Wednesday, February 19, 2014

If you think my hands are full, you should see my ♥heart♥

It happens almost every time I go anywhere with all three of my littles. "Oh my, you have your hands full!" "How do you do it?" "You are one busy mom" and my very favorite "why did you have them all so close together?". But, do they know how I feel? How I really, really feel? I usually just laugh it off or say a quick "yup, I've got my hands full!" Sure, some days I think to myself, what was I thinking? I DO have my hands full. And sure, there are days where I think how can I possibly make it through this day? You know those days where the kids are fighting because......... "he looked at me!" " He is looking out my window!" "He told me he didn't want to play wrestling!" "he is sitting too close to me!".....those days where you just don't feel good but you still have dishes to do, laundry to wash, meals to make, things to clean, toys to pick up, kiddos to play with. Let's be honest, everyone has "those" days. But, 95% of the time I feel like shouting back at them "IF YOU THINK MY HANDS ARE FULL, YOU SHOULD SEE MY HEART!!!"

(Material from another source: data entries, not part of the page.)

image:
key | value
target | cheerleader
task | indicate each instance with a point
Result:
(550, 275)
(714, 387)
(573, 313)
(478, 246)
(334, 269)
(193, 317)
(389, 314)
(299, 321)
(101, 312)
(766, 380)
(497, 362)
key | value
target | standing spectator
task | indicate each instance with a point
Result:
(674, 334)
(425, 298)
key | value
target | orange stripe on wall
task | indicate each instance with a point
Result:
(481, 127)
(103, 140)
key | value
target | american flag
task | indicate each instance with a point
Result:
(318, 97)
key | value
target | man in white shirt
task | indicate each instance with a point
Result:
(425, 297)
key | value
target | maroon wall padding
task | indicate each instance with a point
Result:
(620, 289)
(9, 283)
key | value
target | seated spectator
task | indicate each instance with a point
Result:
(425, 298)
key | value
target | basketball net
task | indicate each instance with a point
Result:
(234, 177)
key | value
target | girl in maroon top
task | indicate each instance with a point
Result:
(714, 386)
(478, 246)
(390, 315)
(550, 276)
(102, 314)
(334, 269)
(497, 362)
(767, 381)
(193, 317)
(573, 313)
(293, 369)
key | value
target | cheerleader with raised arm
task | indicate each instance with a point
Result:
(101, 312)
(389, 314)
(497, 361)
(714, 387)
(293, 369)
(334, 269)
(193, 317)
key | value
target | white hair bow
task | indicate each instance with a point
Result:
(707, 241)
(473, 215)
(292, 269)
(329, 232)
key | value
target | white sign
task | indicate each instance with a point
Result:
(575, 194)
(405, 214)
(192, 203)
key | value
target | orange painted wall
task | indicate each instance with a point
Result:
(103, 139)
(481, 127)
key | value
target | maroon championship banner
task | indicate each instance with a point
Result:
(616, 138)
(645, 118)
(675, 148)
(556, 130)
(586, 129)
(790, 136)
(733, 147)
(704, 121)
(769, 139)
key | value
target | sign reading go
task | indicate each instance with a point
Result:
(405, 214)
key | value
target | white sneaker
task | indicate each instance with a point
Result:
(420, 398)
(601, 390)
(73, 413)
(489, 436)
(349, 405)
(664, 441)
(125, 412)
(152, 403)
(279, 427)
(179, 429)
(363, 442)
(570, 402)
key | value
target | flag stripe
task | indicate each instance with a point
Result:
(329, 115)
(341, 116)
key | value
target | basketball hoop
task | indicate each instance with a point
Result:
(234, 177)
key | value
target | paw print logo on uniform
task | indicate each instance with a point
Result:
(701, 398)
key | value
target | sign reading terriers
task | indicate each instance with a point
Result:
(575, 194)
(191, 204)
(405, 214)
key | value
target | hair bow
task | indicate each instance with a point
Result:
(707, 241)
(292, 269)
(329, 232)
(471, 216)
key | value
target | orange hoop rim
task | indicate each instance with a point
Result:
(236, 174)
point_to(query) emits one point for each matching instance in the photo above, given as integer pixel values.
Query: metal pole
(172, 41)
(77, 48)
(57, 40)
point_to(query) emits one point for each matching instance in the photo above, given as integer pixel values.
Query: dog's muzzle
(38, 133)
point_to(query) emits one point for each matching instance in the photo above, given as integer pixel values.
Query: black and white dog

  Do they know? Do they know how it feels to be greeted with 3 little hugs in the morning? Boys that are so excited to see you that they sneak in to wake you up? Do they know how it feels to get little projects from school that say how much they love their mom? Do they know how it feels to have 3 boys fighting over who gets to sit next to mom? Do they know how it feels to hear true-from-your-gut-little boy belly laughs? Do they know how it feels to have 3 boys yelling I love you more, I love you bigger than 10,000 giants, I love you most-est when they are supposed to be sleeping? Do they know how it feels to see beautiful, genuine little boy smiles every day? They must not know because surely they would understand. My heart IS full, my hands ARE full, and I wouldn't have it any other way.

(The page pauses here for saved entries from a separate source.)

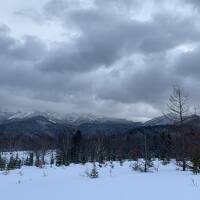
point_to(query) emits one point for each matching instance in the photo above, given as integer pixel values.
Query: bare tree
(178, 108)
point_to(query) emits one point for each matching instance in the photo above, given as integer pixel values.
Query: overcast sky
(117, 58)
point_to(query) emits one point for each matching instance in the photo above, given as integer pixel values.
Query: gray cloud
(114, 63)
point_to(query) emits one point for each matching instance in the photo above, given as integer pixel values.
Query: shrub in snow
(93, 173)
(142, 165)
(195, 165)
(165, 161)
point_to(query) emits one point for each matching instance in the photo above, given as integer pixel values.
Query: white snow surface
(119, 183)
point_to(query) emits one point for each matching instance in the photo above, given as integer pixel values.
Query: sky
(116, 58)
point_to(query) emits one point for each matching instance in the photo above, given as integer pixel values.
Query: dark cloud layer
(122, 59)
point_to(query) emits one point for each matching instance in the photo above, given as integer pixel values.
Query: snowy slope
(70, 183)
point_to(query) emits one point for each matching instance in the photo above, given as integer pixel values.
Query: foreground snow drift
(120, 182)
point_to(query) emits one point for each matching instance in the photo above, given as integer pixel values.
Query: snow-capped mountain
(162, 120)
(70, 118)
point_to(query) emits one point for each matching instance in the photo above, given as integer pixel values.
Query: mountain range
(34, 123)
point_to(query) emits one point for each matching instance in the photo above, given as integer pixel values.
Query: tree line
(180, 141)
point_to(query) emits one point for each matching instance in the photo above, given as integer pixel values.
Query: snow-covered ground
(118, 183)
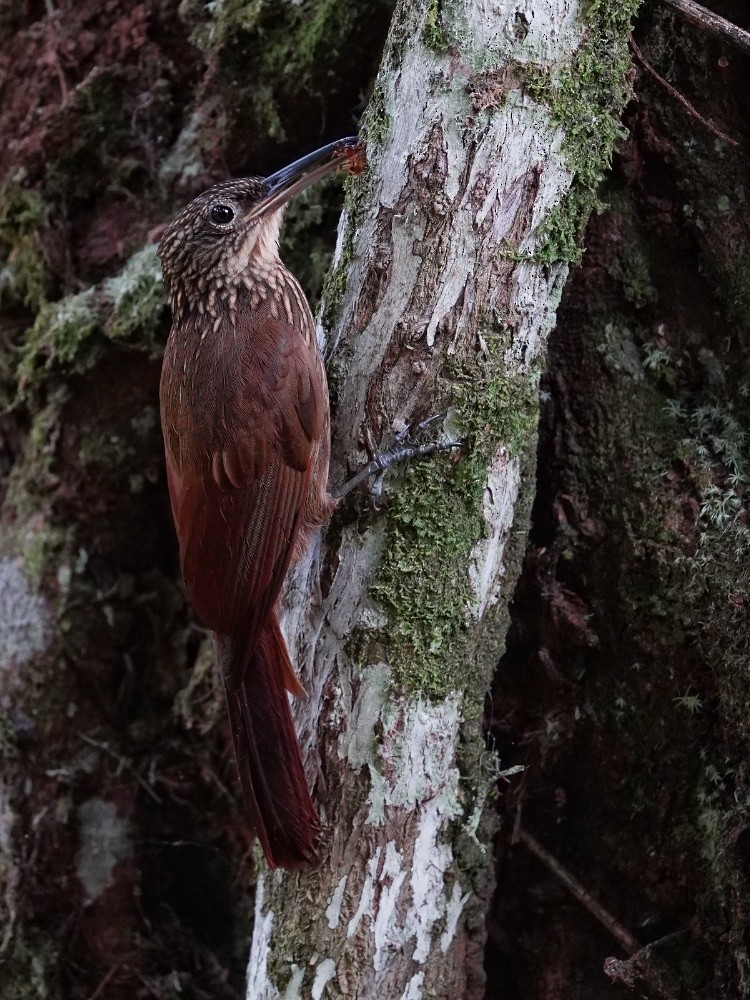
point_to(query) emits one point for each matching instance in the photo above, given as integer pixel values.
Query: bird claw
(404, 450)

It happens a lot. More than I'd like to admit..... I'm not an emotional person. Or at least, I used to not be. But here I am.....again......being emotional because I'm just so blessed. SO SO blessed. Sometimes I think, how in the world did I get picked to be momma of these three sometimes crazy but mostly just super sweet boys, wife to that loves us oh-so-much- husband, sister, daughter, in law to that crazy, huge, loud,always having fun, always there no matter what family, homemaker of that leaky, things keep failing but oh-so-beautiful house? How can it be that I am so blessed?

 Because there is one that loves me like no one else, because I put all my trust in HIM, because I am loved more than I will ever know by HIM who died to know me. My heart is full because of HIM. Every good and perfect gift is from above and I will always give HIM praise.